Cold air hit him as soon as he stepped inside his living room, and the scent of something metallic, with a hint of earth, like a dampened stone after rain. Earthy undertones from the surrounding rock blended with the aroma of medicinal herbs from the hydroponic gardens that lined the far wall. Occasionally, traces of that morning’s breakfast pierced the stale, recycled air.
He placed the box from Dr. Denton on his entryway table and headed straight for the nearest bottle of alcohol—Bee’s Finest—a mead concoction infused with cherries to give it an even sweeter taste. The logo proudly declared in delicate script, “Ten out of ten bees would recommend. 17% vol.” He poured some into a glass mug. The sugary fragrance wafted upwards, tantalizing his taste buds. A swift dash to the microwave and ten fleeting seconds later, the liquid transformed. Warm, not hot, was the key to unlocking its full flavor.
He moseyed over to the well-worn armchair, his favorite spot in the house, and plopped down. The chair creaked under his weight.

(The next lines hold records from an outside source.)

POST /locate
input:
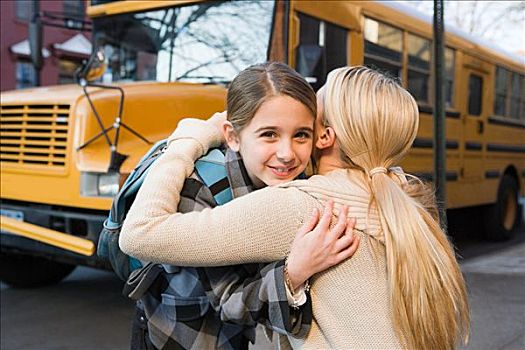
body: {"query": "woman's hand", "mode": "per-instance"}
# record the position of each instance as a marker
(218, 120)
(316, 247)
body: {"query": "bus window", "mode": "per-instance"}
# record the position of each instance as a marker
(326, 43)
(515, 96)
(475, 94)
(336, 47)
(501, 92)
(450, 55)
(522, 116)
(204, 42)
(383, 47)
(418, 67)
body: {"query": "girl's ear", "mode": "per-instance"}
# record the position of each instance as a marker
(325, 138)
(231, 137)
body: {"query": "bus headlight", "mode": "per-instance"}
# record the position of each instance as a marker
(99, 184)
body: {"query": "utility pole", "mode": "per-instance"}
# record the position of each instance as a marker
(440, 180)
(35, 40)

He swirled the drink once in his hand and watched the reddish-amber liquid catch the light before he took his first long, satisfying mouthful. Warmth spread through him. “Heaven,” he muttered. He took two more swigs in quick succession. Setting the glass down on the side table, he turned his attention back to the mysterious box.
He pulled out the envelope on top and turned it over in his hands. His name was scrawled across the front. Probably nothing important. Just another formality. Not worth the trouble right now. He set it aside and reached for the contents beneath it.
Each item he pulled out added to the mystery, making him question his place in Dr. Denton’s life. His fingers skimmed over stacks of papers and odd trinkets and brushed against the worn edges of book spines. They weren’t all medical texts. One, tucked between thick journals, was a book of poetry by Denis Crook.
He scrunched up his face, confused as to why Dr. Denton would leave him a book on poetry by some unknown author. For half a second, he thought Liam had been mistaken and either handed him the wrong box or had him confused with someone else—someone more deserving—someone who Dr. Denton had really thought of as a son. A pang of doubt cut through him.
A detailed drawing of the human brain, sketched from three angles, caught his attention. Each section, from the cerebral cortex to the cerebellum, was carefully labeled.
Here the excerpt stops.